Intelligent Character Recognition (ICR) is an advanced form of Optical Character Recognition; much like OCR, it is a process for the electronic conversion of scanned or sometimes photographed images of handwritten characters to be converted into computer-readable text. Here is a list of problems that occurred during the development of a handwritten characters recognition application:
- poor quality text
- a variety of individual handwritings
- characters separation from the background
- a unique form of symbols
- nonlinear character location
- neighboring symbols can be connected.
Intelligent Character Recognition Software
We have done a lot of work to overcome the limitations of OCR by applying preprocessing algorithms (image binarization, waste clearing, text lines detection, character detection). Overall, the handwritten character recognition can be divided into following steps:
- create a relevant training database
- run preprocessing algorithms
- correctly segment areas with numbers (our region of interest)
Our ICR platform is a self-learning system which means the level of recognition accuracy is increased each time the application is used. Given variances in handwriting styles, capture rates can vary dramatically, however, the OCR software, developed by our image processing team maintains the accuracy rate of 98% if source documents are in good condition. For lower quality input files we were able to achieve an accuracy rate of 80%.
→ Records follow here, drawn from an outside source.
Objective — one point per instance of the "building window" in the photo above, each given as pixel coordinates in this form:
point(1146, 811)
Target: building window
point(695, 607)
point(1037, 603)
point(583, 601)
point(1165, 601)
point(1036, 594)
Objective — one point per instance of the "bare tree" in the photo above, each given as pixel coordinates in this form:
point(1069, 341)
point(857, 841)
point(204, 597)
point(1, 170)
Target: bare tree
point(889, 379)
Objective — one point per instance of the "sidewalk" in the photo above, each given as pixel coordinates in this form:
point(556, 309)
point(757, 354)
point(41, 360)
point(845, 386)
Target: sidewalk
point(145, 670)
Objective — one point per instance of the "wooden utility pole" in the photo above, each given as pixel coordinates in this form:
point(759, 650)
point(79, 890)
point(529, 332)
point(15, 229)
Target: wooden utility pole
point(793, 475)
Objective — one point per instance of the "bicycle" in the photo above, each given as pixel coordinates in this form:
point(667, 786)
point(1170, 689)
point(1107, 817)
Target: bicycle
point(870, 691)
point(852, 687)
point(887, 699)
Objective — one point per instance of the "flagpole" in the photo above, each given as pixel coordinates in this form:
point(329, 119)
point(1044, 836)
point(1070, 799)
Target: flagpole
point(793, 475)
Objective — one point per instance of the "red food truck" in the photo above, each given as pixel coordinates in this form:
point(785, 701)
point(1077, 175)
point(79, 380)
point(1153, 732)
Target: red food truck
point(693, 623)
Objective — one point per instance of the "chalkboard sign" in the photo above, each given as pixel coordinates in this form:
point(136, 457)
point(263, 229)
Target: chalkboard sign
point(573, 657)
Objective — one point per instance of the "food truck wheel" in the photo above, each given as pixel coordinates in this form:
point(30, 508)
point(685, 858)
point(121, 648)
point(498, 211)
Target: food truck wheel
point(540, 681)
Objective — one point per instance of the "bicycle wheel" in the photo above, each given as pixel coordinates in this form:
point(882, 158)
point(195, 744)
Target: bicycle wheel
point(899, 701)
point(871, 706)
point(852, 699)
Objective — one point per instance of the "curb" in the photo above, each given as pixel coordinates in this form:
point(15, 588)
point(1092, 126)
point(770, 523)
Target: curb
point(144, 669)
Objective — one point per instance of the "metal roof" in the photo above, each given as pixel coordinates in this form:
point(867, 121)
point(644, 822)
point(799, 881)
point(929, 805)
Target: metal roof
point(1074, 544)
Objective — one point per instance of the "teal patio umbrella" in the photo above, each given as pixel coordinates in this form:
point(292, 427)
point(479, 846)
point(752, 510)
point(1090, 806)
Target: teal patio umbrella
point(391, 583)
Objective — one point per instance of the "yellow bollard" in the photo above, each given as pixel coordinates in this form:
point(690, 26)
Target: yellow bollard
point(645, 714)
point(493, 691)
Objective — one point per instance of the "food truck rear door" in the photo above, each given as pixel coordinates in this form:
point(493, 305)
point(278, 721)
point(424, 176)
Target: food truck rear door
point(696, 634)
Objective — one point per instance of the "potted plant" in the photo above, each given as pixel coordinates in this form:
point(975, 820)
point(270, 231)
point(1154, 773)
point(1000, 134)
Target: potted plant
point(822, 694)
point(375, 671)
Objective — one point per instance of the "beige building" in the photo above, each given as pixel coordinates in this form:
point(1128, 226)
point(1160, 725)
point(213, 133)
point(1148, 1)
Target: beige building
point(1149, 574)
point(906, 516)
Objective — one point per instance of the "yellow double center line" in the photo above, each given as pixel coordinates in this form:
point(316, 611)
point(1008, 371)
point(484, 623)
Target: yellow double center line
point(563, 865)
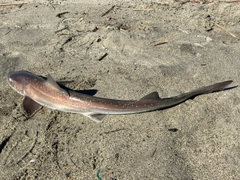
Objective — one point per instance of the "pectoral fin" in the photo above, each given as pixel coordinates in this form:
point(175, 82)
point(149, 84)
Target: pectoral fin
point(96, 116)
point(30, 106)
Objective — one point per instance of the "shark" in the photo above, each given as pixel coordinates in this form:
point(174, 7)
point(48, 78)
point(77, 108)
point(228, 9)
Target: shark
point(39, 91)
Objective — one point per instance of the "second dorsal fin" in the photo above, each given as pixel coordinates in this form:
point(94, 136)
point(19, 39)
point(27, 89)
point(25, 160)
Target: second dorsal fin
point(54, 85)
point(154, 95)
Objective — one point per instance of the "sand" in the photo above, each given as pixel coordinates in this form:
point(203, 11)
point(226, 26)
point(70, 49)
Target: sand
point(115, 52)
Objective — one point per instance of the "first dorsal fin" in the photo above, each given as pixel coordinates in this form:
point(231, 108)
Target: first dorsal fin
point(154, 95)
point(54, 85)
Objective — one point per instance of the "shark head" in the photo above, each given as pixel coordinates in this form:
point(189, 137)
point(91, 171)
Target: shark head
point(18, 80)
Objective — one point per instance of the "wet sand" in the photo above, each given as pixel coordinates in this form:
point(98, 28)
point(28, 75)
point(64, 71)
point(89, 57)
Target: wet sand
point(124, 50)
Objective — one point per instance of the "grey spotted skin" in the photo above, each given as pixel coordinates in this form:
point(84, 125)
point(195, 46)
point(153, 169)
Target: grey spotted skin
point(38, 92)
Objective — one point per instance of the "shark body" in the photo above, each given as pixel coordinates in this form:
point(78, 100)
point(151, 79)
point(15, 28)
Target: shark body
point(38, 92)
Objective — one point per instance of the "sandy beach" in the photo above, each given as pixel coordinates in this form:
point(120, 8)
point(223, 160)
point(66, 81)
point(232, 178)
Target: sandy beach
point(124, 50)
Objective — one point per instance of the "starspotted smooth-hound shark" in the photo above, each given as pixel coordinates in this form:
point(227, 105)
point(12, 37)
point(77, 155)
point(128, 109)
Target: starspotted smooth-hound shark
point(38, 92)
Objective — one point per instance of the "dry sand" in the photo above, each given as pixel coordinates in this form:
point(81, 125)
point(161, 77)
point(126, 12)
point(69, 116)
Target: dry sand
point(198, 139)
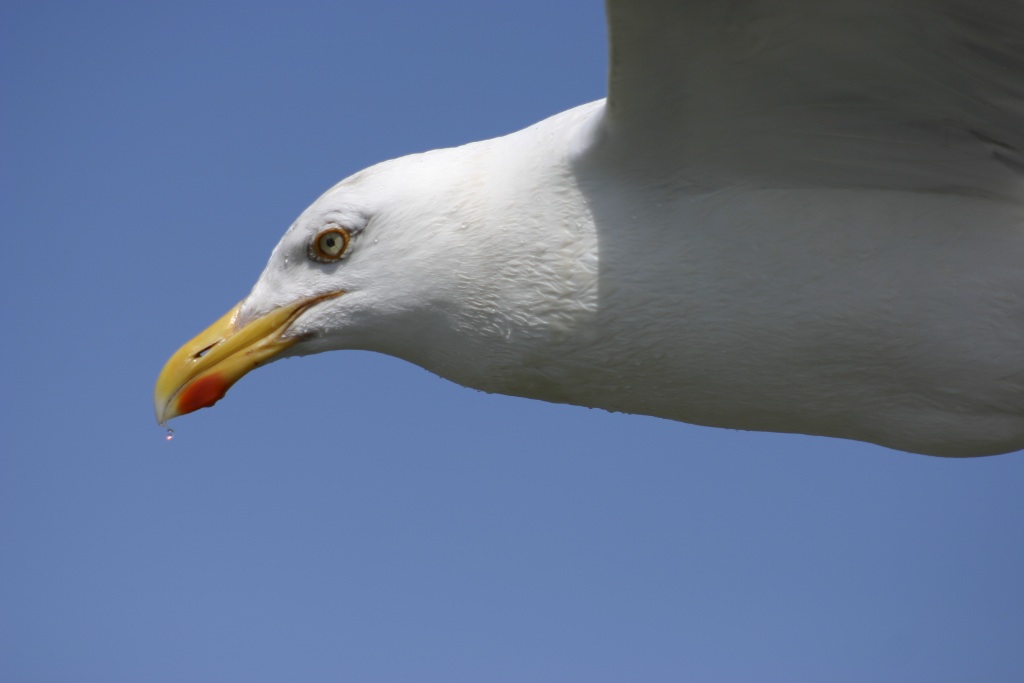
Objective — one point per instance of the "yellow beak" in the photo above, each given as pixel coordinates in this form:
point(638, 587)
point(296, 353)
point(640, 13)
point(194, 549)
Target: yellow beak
point(201, 372)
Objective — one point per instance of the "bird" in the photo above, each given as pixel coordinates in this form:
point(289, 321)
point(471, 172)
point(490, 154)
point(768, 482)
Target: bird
point(801, 216)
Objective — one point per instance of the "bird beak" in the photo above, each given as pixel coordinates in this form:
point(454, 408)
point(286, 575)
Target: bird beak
point(201, 372)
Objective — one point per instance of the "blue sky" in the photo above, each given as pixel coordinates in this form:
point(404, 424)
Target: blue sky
point(351, 517)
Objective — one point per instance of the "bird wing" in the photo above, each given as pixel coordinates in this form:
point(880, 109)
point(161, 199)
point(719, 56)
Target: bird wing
point(924, 95)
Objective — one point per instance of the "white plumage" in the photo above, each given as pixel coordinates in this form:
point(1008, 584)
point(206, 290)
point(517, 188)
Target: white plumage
point(788, 215)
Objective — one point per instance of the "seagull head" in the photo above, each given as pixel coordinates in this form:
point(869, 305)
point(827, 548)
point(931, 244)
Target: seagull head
point(368, 265)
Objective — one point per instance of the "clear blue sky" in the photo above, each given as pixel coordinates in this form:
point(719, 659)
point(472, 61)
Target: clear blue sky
point(350, 517)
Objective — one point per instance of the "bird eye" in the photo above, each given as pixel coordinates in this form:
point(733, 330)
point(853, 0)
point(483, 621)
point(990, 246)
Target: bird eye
point(330, 245)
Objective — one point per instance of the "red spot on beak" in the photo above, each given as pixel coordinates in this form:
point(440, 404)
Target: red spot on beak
point(204, 392)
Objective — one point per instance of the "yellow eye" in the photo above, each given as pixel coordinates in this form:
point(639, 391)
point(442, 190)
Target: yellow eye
point(330, 245)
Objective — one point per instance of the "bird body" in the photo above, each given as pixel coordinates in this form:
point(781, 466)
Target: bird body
point(828, 246)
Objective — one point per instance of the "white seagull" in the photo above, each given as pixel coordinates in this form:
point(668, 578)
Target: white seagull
point(788, 215)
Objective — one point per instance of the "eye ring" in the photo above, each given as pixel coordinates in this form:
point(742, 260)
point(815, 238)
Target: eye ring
point(330, 246)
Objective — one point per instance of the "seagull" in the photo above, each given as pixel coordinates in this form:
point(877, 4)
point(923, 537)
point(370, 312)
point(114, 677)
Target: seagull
point(798, 216)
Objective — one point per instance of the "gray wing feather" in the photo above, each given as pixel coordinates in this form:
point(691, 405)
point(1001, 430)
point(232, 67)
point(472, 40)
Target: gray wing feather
point(909, 94)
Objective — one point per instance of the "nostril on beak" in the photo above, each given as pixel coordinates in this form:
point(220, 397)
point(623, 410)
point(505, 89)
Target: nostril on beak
point(204, 351)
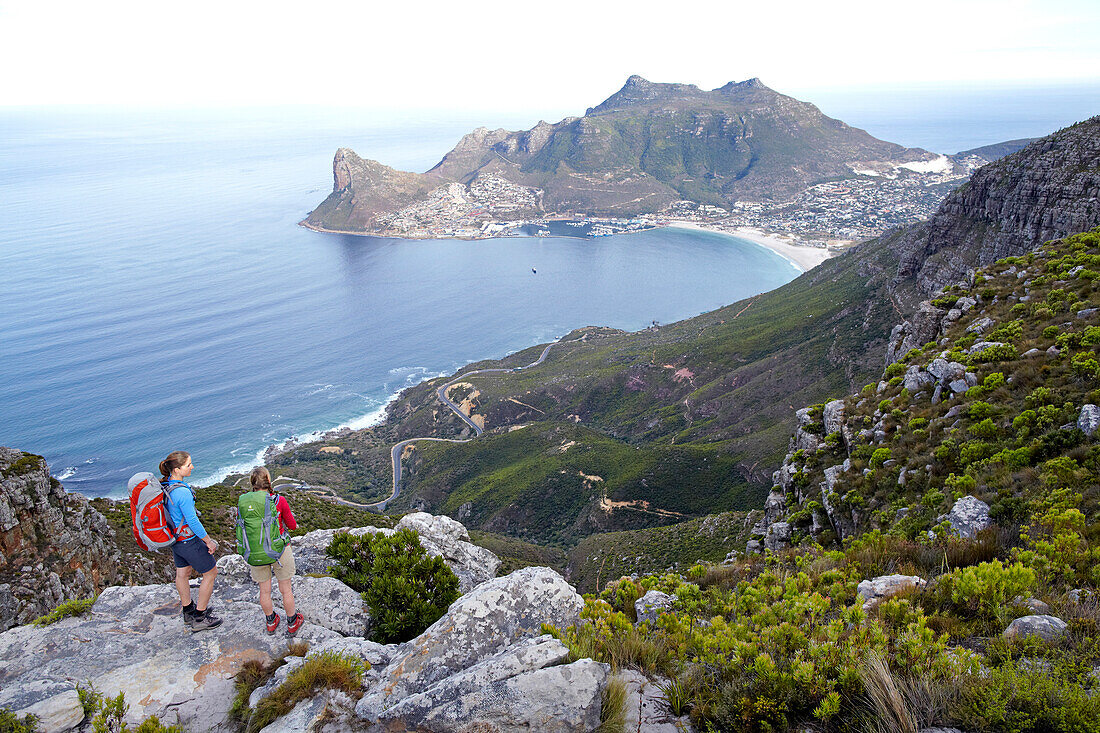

Technologies: MATLAB, Python, OpenCV, C++, Hough transformation algorithms, Android, IOS, image processing, machine learning, k-nearest neighbors algorithm (k-NN).
Applications and Benefits
Today’s digital document libraries need to be searchable and office workers need to be able to index and pull data from within these documents. Traditionally this is done with an office worker keying in the contents of the document. This is, unfortunately, slow and expensive when compared to a computer that could do the same task. OCR of handwritten characters is a rather difficult task. The software for handwritten text recognition that we developed does produce relatively high results, which in turn makes them worthwhile to consider for wide business applications. It can be used for fixed forms processing, such as processing surveys, various applications, questionnaires, tests, and fill-in-the-blank types of forms.